The fix — how to get little bluestem to flower

  1. Maximise sun. Give little bluestem the sunniest spot you have — for most bedding and fruiting plants, more direct light directly means more flowers.
  2. Switch the feed. Move off high-nitrogen feeds and use a higher-potassium "bloom" or tomato-type feed as it comes into flower.
  3. Deadhead regularly. Remove spent flowers often to keep it producing more rather than stopping to set seed.
  4. Water consistently. Keep moisture even through budding and flowering — drought-then-flood swings make buds drop.

Light and feeding do most of the heavy lifting here.
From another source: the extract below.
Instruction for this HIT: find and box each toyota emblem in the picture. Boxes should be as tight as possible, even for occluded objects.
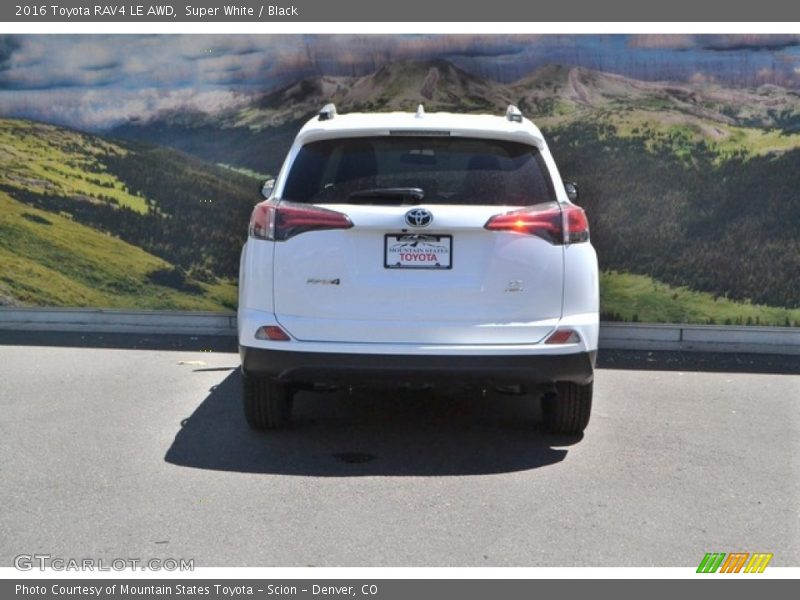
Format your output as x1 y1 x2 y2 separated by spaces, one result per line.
406 208 433 227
Dial in the spot with the light guide for little bluestem and get the feeding right with the little bluestem fertilising schedule — the wrong feed (too much nitrogen) is one of the most common silent reasons a healthy plant makes leaves instead of flowers.

Bloom season and what to expect

Little Bluestem flowers across its growing season (mostly summer) and, kept fed and deadheaded, can bloom for many weeks or right up to frost.

Post-bloom care so it flowers again

Deadhead, keep feeding lightly, and many will rebloom; collect seed from the best plants at the end of the season if you want to grow them again.

For everything else this plant needs day to day, see the full little bluestem care brief and its watering schedule — a stressed, badly watered plant rarely has the energy to flower at all.

Little Bluestem blooming — frequently asked questions

Why won't my little bluestem flower?

Little Bluestem blooms on the season's growth given enough sun, warmth and the right feed — there is no cold or photoperiod trick, just good growing conditions and a bloom-leaning feed. The most common reason it is not happening: Too little sun — most of these need full sun (or very bright light) to flower well; shade gives leaves, not blooms.

How do I make little bluestem bloom?

Give little bluestem the sunniest spot you have — for most bedding and fruiting plants, more direct light directly means more flowers. Move off high-nitrogen feeds and use a higher-potassium "bloom" or tomato-type feed as it comes into flower.

When does little bluestem normally bloom?

Little Bluestem flowers across its growing season (mostly summer) and, kept fed and deadheaded, can bloom for many weeks or right up to frost.

What should I do with little bluestem after it flowers?

Deadhead, keep feeding lightly, and many will rebloom; collect seed from the best plants at the end of the season if you want to grow them again.

What is the single biggest mistake stopping little bluestem flowering?

Feeding little bluestem a high-nitrogen general feed and growing it in too little sun — you get a big leafy plant and almost no flowers.